Rich Adamczyk, Sid, Matt Albert, and Lynn Avery on the Thunderbolt after the December 2008 ice storms.
The Thunderbolt was built in 1934 by a few dozen men of the 107th Company of the Civilian Conservation Corps. Major races ceased on the Thunderbolt by the late 40’s. Collegiate races went kaput by the late 50’s. And the Thunderbolt’s use a downhill ski racing trail last occurred in the mid 60’s during Williams College’s winter carnival. Throughout its decades of use, both official and unofficial, the Thunderbolt has always had its caretakers; groups of individuals who kept the legendary trail in race ready condition, or, in the post 1960’s, at least decent enough for a few wild and unsavory runs every year.
The original care takers: men of the 107th CCC Company.
But keeping the trail in decent condition and preparing it for its 75th anniversary downhill ski race are two very different things. Like an overweight baby-boomer who hadn’t exercised in 30 years, disuse had allowed the Thunderbolt to grow thick and heavy. And getting it back in race shape was going to take a long and arduous effort….and maybe even a little pain. But thanks to the back breaking work of our club members, the Thunderbolt is now starting to look like it did back in the 40’s. Dozens of members have showed up over the summer and fall during our various work efforts on the trail, and to these individuals we owe our thanks. But three men stand out in particular when it comes to dedicated and tireless work on the Thunderbolt. Josh Chittenden, Rich Adamczyk, and Conrad Sidway have spent more time maintaining the Thunderbolt than anybody I know. Josh and Rich, being of younger age and limber tendons, also ski the trail every winter more than anybody I know, to the tune of 30 to 40 runs per year. These guys are dedicated to the trail in ways that most can’t imagine. They know every tree, every turn, every rocky outcropping like the back of their pole-saws. These guys are good! They are the embodiment of that old-fashioned, sedulous work ethic and devotion that are retold in stories about “the good old days.” Because of their efforts in organizing and leading various work crews, the Thunderbolt was cleared last year after the December ice storms in a just a few weeks. Anybody who made even one run on the Thunderbolt last year did so because of a handful of Thunderbolt Ski Runners.
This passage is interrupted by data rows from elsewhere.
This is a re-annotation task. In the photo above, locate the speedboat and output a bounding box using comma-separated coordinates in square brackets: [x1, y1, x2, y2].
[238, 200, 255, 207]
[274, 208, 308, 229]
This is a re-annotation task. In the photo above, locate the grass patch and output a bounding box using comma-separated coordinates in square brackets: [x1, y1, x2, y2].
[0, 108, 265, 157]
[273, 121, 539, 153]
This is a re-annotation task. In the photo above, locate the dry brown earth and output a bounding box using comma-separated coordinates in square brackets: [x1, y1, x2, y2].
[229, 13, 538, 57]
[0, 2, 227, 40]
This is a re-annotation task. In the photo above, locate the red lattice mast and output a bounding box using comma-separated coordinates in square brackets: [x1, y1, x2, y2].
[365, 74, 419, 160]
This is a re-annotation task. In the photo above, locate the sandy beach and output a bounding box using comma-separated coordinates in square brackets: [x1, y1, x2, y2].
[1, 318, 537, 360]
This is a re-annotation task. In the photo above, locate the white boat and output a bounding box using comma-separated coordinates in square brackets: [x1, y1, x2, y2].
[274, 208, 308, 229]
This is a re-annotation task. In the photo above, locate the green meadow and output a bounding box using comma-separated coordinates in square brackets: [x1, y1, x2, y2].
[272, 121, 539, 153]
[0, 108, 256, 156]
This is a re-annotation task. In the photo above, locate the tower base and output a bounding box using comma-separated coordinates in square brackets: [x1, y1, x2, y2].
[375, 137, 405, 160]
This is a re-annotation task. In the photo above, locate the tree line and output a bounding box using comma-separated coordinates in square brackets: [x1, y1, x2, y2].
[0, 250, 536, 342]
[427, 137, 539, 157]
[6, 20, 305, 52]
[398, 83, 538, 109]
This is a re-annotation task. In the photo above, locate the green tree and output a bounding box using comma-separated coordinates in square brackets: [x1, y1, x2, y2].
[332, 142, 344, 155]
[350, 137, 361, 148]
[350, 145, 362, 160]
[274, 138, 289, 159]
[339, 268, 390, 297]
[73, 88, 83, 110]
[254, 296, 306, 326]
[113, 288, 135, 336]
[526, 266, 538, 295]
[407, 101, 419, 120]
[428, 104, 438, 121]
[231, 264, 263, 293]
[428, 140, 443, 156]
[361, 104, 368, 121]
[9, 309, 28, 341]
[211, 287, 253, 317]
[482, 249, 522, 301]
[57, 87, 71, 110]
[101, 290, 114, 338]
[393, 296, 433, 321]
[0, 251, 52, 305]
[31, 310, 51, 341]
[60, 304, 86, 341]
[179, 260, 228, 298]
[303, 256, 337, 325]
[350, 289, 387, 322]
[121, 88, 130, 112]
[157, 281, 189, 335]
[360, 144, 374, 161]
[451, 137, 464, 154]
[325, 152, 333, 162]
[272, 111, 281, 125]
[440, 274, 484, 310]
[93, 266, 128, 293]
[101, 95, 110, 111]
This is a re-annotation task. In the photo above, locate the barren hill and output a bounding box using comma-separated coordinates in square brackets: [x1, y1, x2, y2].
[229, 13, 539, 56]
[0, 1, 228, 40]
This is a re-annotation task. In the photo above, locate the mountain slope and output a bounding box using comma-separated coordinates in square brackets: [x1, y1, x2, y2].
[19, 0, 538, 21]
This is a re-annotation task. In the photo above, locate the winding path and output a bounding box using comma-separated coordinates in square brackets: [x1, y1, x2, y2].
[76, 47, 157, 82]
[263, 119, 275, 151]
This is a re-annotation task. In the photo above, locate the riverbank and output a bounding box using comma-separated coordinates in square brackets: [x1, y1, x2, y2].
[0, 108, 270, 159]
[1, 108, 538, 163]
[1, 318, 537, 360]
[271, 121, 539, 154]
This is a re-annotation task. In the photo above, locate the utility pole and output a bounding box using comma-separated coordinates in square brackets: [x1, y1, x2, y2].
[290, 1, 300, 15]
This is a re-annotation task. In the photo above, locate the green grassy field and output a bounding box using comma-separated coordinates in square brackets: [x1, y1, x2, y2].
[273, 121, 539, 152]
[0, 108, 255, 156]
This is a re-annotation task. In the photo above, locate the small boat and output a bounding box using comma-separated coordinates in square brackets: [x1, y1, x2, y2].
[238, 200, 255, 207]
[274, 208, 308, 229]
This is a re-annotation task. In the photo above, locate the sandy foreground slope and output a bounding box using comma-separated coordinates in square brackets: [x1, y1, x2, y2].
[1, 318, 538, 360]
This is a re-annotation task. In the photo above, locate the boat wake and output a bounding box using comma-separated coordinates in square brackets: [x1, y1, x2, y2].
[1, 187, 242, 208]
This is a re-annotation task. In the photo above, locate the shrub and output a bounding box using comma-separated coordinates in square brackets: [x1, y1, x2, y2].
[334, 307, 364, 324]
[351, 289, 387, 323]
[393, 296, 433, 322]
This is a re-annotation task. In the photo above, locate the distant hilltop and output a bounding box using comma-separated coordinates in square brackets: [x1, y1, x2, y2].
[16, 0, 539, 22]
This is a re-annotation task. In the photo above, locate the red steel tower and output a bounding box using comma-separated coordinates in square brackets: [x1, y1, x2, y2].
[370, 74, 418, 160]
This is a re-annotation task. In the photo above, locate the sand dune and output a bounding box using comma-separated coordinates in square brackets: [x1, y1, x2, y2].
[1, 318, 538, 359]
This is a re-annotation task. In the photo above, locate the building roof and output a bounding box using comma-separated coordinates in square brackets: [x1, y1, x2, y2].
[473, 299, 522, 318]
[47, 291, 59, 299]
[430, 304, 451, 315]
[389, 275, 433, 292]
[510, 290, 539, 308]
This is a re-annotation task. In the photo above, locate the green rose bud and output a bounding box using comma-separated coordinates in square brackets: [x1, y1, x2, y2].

And due to their continued diligence leading work parties onto the slopes of Greylock this past summer and fall, the Thunderbolt is now almost as fit and trim as it was in its prime. As the 2009-2010 ski seasons approaches, and as we make final preparations for the 2010 75th Anniversary Race on the Thunderbolt, I thought it would be nice to take a moment and acknowledge the work done by these modern care-takers of the Thunderbolt through this photo-essay.
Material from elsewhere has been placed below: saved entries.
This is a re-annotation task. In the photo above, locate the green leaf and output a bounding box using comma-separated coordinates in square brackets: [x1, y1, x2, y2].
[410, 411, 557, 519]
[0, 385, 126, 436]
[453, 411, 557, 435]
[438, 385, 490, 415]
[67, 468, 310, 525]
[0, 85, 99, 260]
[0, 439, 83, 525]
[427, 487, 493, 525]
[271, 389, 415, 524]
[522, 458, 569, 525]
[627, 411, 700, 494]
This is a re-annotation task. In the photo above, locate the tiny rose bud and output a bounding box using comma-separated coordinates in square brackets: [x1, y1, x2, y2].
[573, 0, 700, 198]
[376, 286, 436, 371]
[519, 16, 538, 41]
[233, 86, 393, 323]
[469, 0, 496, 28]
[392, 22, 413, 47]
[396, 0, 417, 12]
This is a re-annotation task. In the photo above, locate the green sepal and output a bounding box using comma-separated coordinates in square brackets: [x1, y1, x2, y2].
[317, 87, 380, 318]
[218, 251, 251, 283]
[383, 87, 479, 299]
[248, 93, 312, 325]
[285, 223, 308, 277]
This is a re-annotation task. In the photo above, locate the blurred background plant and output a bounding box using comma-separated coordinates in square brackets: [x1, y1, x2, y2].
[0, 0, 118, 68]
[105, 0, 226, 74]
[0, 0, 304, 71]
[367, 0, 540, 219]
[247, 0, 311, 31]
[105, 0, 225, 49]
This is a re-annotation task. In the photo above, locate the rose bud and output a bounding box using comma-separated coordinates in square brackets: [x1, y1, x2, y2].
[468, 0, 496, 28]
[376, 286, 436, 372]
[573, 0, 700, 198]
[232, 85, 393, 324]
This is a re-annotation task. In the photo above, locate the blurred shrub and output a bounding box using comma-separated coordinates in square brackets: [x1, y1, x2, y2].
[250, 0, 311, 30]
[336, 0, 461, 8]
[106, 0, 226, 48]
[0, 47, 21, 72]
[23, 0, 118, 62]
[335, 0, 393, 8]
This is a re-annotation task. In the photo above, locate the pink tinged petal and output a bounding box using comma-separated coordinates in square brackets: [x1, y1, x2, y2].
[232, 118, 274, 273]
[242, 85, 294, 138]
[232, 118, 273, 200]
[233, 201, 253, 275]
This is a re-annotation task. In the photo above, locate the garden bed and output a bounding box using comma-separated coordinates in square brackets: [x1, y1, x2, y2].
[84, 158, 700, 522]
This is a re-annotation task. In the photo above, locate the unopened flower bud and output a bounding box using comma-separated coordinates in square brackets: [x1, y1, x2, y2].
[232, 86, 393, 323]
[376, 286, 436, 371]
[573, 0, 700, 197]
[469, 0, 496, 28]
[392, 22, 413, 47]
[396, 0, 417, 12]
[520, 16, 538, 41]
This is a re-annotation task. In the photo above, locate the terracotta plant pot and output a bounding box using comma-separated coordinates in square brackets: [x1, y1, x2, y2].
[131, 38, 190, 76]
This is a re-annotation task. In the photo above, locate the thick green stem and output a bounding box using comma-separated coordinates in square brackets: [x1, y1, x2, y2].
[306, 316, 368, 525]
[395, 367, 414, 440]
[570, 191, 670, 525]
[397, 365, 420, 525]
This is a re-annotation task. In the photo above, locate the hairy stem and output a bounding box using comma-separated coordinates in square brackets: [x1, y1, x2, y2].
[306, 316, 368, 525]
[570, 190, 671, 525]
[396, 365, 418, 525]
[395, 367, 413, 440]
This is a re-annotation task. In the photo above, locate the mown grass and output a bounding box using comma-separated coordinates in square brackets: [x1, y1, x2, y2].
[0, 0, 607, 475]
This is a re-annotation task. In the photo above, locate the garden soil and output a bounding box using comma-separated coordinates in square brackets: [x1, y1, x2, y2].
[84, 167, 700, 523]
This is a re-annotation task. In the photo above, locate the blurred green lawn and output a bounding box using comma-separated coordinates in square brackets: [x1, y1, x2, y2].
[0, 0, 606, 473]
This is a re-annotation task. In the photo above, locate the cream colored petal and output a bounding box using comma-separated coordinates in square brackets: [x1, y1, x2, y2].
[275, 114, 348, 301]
John Armstrong, Rich Adamczyk, and Sid on the Thunderbolt’s Big Schuss.
Thunderbolt Ski Runners prepare a telephone pole for transport to the Thunderbolt.
Josh Chittenden pulls a pole up to the new bridge location.
Reattaching the pole after it slips off for the 5th time on its way up…
While the poles are en route the old bridge is prepped for removal.
Finally the poles arrive on location…
Using the truck’s winch to set the poles in position.
Using elbow grease and backbone to make final adjustments.
The PT decking is readied for shipment.
John Armstrong and Rich Adamczyk screw the decking in place.
The decking is complete.
Care takers of the Thunderbolt – Sid, Josh, and Rich put the finishing touches on the bridge.
Rich Adamczyk, John Armstrong, Josh Chittenden, and Chris Samson on the new bridge.
Sid on the Thunderbolt…exactly where he wants to be.